Observing that the plea of Appellant of ‘Oral License’ was a sham plea adopted as an afterthought and referring to the Trade Marks Act, the Bench of Justice A.S. Gadkari affirmed, “Section 25 of the said Act mentions that, the registration of a trade mark, after the commencement of the said Act, shall be for a period of ten years, but may be renewed from time to time in accordance with the provisions of the said Section. The Trade Marks Act does not provide for any ‘oral assignment’ and therefore, there cannot be any perpetual license or assignment/vesting of the said trade marks with the Appellant.”

In this case, the appellant (original plaintiff) instituted a suit for declaration that the appellant’s company had the right to manufacture, supply and sell the three liquor products namely Sakhu Santra Tango Premium, Tango Punch and Tango Punch Santra. It was the case of the appellant that it was involved in the business of liquor in Maharashtra since 2010. It was further stated that the first respondent, who was the owner, manufacturer and promoter of those three liquor products, approached the appellant and an oral agreement termed as share purchase agreement was executed through which 33.4% shares of the appellant’s company were sold in the favor of the second respondent. 

Subsequently, in 2014, the Commissioner and the State Excise Department granted approval to the Country Liquor label marks along with maximum label price for those three liquor products, in the name of appellant’s  company and a License Agreement was executed on December 6, 2014. The appellant however, alleged that the respondents were withdrawing huge sums of money from the appellant’s company for one or other thing. 

The cause of dispute arose when the respondents asked for increasing share in profit and the same was resisted by the appellant on the ground that the respondents had already withdrawn about 78.33 % of total profits in the last 5 years. However, the respondents opposed the same by sending a letter stating that the license agreement dated December 6, 2014 stood expired and the appellant shall not manufacture the said three products. Hence, the appellant filed an application for temporary injunction.  The Trial Court through its impugned order rejected the application filed by the appellant. Hence, the present appeal. 
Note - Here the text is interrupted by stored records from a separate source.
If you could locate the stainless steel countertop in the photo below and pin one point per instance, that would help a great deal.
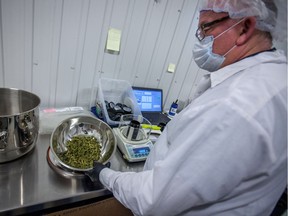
(28, 184)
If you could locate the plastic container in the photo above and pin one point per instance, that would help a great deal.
(116, 91)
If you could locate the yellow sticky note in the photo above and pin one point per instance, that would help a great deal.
(113, 40)
(171, 68)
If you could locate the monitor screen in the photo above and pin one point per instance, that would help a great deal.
(149, 100)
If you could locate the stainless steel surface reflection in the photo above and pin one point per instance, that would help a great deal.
(28, 184)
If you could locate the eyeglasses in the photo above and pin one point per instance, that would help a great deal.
(200, 33)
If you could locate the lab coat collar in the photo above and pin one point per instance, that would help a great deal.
(224, 73)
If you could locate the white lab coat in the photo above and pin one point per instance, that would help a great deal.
(224, 154)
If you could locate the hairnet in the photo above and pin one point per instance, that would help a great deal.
(265, 11)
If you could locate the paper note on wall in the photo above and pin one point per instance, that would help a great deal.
(113, 40)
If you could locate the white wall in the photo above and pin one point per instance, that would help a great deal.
(56, 48)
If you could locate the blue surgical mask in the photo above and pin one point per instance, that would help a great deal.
(204, 56)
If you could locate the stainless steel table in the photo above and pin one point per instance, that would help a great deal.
(28, 184)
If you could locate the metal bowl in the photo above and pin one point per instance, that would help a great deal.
(83, 125)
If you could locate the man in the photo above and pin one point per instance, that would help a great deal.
(225, 153)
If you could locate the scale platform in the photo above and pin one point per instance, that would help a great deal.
(133, 151)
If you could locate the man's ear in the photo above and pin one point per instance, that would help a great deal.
(246, 31)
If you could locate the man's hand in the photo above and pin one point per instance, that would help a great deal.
(97, 168)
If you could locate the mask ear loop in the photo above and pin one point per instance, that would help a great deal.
(229, 28)
(225, 32)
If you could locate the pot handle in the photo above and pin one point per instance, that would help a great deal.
(3, 140)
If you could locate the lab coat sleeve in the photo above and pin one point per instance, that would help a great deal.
(211, 150)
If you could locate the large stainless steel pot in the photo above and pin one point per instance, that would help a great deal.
(19, 123)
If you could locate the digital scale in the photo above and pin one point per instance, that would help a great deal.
(132, 140)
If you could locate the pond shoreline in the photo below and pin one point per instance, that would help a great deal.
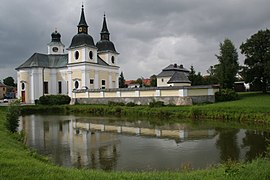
(244, 111)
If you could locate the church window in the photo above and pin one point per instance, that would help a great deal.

The High Court noted that in the Share Purchase Agreement there was no clause or covenant in the entire agreement permitting the appellant to use the said three thread marks and copyrights of the said three labels which were admittedly owned by the respondents. It was also noted that the document which gave the right to the appellant to use the said three trademarks and labels owned by the respondents was the License Agreement. Considering the fact that the Appellant had claimed perpetual right to manufacture and use the trade marks and labels in question, upon a ‘verbal assignment’, the Court noted that no case for ‘oral license’ was pleaded in the plaint earlier and it was for the first time the case of ‘oral license’ was pleaded orally before this Court only to overcome the disability in the pleadings in the plaint before the Trial Court, in defence to the Suit filed by the Respondents and to defeat the arguments of Respondents herein and none else.

Additionally, the Court noted that the License Agreement specifically provided for termination of the non-exclusive license at the behest of Respondents without assigning any reasons thereof. However, according to the Bench,  the perusal of pleadings clearly indicated that the respondents gave a valid but genuine reason of production of inferior quality of goods by the appellant, for termination of said Agreement. Thus, the said agreement was a determinable contract and therefore Section 14(d) of the Specific Relief Act was  squarely applicable. Reliance was also placed on the judgments of the Supreme Court in Tamil Nadu Electricity Board & Anr. Vs. N. Raju Reddiar & AnrMumbai International Airport Private Limited Vs. Golden Chariot Airport & Anr and  Dwijendra Narain Roy v. Joges Chandra Dey .

Coming back to the facts of the present case, the Court held that conduct of the appellant in view of its inconsistent pleas before the Trial Court and before this Court was far from satisfactory and the said pleas were inconsistent, contrary to each other and to the detriment of its opponent, the Court noted.  In light of the aforesaid observations, the appeal was dismissed on account of being meritless.